Peter Dinklage is best known for his starring role as Tyrion Lannister in Game of Thrones, but acting wasn’t always his bag. First it was literature, then theatre, then punk. But his skill and flair for storytelling and portraying the human experience would always shine through.
His new film, Cyrano, sees Dinklage take on the iconic role of Cyrano de Bergerac, an accomplished swashbuckler and wordsmith who believes his appearance is a barrier to winning the heart of the lovely Roxanne. In this week’s Letter To My Younger Self, the 52-year-old tells The Big Issue‘s Adrian Lobb that Hollywood’s idea of a romantic lead is slowly evolving – and he’s happy to be part of this overdue change.
Like a lot of teenagers, I fell victim to that spell where you go dark and get sullen and think you know more than everyone else. I was starting to get into Bukowski and Hemingway – all these darker male journeys, from the cowboys of Sam Shepard to Hemingway’s heroes, that had nothing in common with a kid from New Jersey. But somehow they still inspired me to live on the outside. I was at an all-boys Catholic prep school, which was an incredible education but I was on the periphery, socially. I had just a couple of friends and we put on plays.
I would definitely tell my 16-year-old self not to start smoking cigarettes. Because that’s when I started sneaking them from Dad’s ashtrays and from friends of mine – and it lasted way too long, deep into adulthood. Oh boy, and this was the ’80s. What a great haircut I had!

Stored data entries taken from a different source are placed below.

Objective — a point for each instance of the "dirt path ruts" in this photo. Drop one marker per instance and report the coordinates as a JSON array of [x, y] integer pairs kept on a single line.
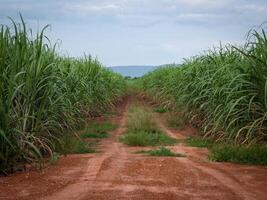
[[118, 173]]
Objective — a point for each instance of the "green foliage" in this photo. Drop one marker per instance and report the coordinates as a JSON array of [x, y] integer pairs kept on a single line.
[[143, 138], [255, 154], [162, 151], [73, 145], [98, 130], [175, 121], [140, 118], [160, 109], [100, 127], [142, 129], [223, 91], [42, 94], [197, 141], [94, 135]]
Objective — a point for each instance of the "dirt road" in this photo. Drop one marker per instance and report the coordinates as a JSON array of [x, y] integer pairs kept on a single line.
[[117, 172]]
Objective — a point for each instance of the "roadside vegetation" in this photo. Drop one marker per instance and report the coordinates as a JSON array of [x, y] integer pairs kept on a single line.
[[162, 151], [223, 93], [97, 130], [43, 95], [142, 130]]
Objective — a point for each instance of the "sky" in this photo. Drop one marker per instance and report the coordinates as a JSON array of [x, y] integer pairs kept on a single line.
[[138, 32]]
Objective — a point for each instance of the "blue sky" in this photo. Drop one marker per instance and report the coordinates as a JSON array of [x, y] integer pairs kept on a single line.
[[139, 32]]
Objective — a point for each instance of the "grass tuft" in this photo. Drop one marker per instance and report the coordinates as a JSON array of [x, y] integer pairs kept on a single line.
[[160, 109], [197, 141], [143, 138], [162, 151], [255, 154]]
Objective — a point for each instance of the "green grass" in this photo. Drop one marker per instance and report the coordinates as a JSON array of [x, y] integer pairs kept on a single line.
[[43, 94], [175, 121], [229, 152], [160, 109], [100, 127], [162, 151], [223, 90], [255, 154], [98, 130], [143, 138], [140, 118], [74, 145], [197, 141], [94, 135], [142, 129]]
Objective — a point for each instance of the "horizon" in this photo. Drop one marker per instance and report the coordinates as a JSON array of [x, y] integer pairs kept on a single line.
[[139, 32]]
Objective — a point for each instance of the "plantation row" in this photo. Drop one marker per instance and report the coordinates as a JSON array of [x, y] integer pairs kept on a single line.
[[42, 95], [223, 91]]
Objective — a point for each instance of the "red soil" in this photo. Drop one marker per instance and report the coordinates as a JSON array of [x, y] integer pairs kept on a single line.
[[118, 173]]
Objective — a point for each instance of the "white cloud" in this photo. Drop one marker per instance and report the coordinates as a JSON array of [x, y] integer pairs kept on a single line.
[[252, 7], [92, 8]]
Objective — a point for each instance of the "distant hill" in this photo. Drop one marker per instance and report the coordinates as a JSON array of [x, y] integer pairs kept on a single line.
[[133, 70]]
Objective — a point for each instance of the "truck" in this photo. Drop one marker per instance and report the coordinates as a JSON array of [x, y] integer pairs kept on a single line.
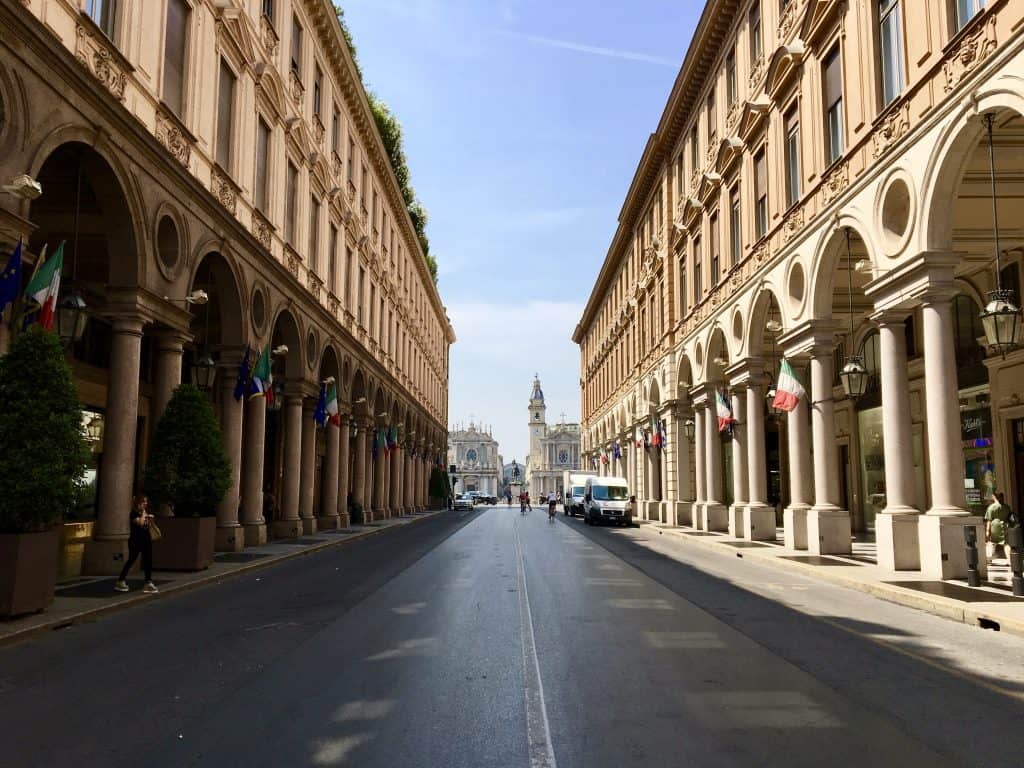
[[572, 485]]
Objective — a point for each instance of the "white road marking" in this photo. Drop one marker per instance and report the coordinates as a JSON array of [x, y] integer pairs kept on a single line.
[[542, 753]]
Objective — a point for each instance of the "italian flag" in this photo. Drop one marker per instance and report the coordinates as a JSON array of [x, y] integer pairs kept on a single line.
[[44, 287], [263, 378], [788, 391], [332, 407]]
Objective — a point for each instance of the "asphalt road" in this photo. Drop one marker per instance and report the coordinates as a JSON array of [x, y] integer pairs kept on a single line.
[[495, 639]]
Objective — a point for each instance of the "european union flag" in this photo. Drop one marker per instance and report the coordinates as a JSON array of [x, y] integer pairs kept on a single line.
[[10, 279]]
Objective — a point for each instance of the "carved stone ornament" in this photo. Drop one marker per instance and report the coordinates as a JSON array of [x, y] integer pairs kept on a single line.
[[96, 58], [892, 129], [835, 182], [970, 52], [224, 192], [171, 136], [268, 36]]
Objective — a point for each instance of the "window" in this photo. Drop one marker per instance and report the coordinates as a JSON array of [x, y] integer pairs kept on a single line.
[[966, 10], [262, 148], [735, 222], [291, 189], [297, 47], [225, 113], [760, 195], [891, 50], [835, 128], [313, 232], [754, 22], [792, 157], [715, 260], [102, 12], [730, 77], [174, 54], [317, 90]]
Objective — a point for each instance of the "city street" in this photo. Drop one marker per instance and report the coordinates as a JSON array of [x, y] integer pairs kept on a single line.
[[488, 638]]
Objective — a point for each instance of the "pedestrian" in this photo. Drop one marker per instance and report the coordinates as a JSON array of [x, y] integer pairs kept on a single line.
[[139, 543], [996, 521]]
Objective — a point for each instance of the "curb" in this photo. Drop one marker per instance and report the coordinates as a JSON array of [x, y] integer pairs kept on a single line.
[[945, 607], [205, 581]]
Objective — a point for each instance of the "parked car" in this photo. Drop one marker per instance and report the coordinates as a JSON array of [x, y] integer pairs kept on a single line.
[[607, 500]]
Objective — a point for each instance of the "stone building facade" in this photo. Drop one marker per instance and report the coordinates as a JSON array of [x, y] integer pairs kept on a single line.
[[229, 147], [552, 450], [820, 185], [474, 454]]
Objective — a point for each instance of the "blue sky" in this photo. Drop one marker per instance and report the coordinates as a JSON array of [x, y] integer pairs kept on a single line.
[[524, 121]]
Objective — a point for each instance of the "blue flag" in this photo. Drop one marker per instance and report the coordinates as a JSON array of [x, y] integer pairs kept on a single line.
[[10, 279], [320, 415], [242, 381]]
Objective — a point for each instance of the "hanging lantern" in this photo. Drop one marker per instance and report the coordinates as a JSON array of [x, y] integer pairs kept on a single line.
[[72, 316], [204, 372], [854, 377]]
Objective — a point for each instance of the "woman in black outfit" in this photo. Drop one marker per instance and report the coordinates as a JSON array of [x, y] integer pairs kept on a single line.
[[139, 543]]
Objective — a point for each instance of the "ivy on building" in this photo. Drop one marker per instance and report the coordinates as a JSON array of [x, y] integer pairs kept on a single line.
[[391, 134]]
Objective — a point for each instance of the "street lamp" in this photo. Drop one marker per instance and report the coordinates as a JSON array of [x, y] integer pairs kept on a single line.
[[1000, 316]]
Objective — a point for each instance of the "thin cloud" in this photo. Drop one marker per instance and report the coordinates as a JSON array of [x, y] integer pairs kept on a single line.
[[596, 50]]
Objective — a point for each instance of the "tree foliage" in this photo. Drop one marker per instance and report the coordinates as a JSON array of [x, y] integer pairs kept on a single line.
[[391, 135], [42, 450], [188, 468]]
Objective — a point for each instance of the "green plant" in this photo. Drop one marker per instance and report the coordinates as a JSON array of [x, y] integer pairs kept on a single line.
[[42, 451], [188, 468]]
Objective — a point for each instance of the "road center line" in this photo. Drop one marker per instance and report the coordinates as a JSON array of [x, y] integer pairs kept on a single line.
[[542, 754]]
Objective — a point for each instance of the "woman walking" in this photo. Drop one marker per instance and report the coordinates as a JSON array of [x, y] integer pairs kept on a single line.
[[139, 543]]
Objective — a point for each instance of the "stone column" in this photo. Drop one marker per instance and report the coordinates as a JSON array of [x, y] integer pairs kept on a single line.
[[799, 442], [716, 515], [253, 524], [737, 510], [827, 525], [700, 467], [290, 523], [105, 553], [941, 530], [229, 537], [328, 518], [167, 376], [759, 521], [896, 527]]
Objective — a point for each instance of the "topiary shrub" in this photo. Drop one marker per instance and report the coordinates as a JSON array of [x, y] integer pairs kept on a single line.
[[188, 468], [42, 450]]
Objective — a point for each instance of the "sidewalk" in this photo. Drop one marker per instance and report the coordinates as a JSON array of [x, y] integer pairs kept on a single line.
[[991, 606], [89, 597]]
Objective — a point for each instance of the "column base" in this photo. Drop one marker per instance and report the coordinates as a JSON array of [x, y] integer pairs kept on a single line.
[[828, 531], [329, 522], [715, 517], [286, 528], [229, 539], [795, 526], [898, 541], [107, 557], [254, 534], [737, 519], [684, 513], [943, 554], [759, 523]]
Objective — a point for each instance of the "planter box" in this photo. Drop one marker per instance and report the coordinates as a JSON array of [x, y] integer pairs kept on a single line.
[[186, 544], [28, 571]]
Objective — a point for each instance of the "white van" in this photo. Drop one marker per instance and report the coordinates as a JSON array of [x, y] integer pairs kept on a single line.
[[607, 500]]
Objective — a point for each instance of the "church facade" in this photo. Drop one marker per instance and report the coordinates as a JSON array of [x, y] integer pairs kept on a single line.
[[552, 450]]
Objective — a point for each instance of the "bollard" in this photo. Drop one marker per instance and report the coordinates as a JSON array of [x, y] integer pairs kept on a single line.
[[971, 540], [1015, 538]]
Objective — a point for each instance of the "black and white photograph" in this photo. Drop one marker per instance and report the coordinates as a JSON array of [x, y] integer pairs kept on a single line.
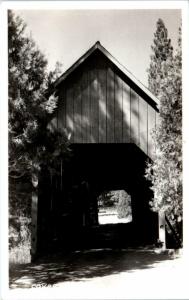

It was feathered and fluffy and I’m also not sure about that gold chain I tried to rock for a few months, or the period where men’s cologne became a thing.
They say youth is wasted on the young but it’s truly not. The amoeba is forming itself, cells are dividing, everything is sorting itself out. At that time you are riddled with doubt but you also have an arrogance. It’s the time you’re supposed to make mistake after mistake and learn from them. I still wonder every day how many mistakes I will ratchet up, but as Beckett said: fail again, fail better. And there are no mistakes, especially in what I do for a living.
Acting was not so inspiring for someone my size. So I thought, I’m not going to do that – I’m going to take creative control and write stories I want to see. Then you get a bit older, you meet actual writers and work with great writers and realise, ‘Oh, I wasn’t as good as I thought I was’. But I’m glad I tried my hand at it. Then you find your tribe of like-minded individuals, they start writing roles for you and say, “I know you don’t want to be an actor, but can you please act in this because I think we’d have fun? Let’s do this play downtown somewhere.” I was always a performer. And so they dragged me back into it.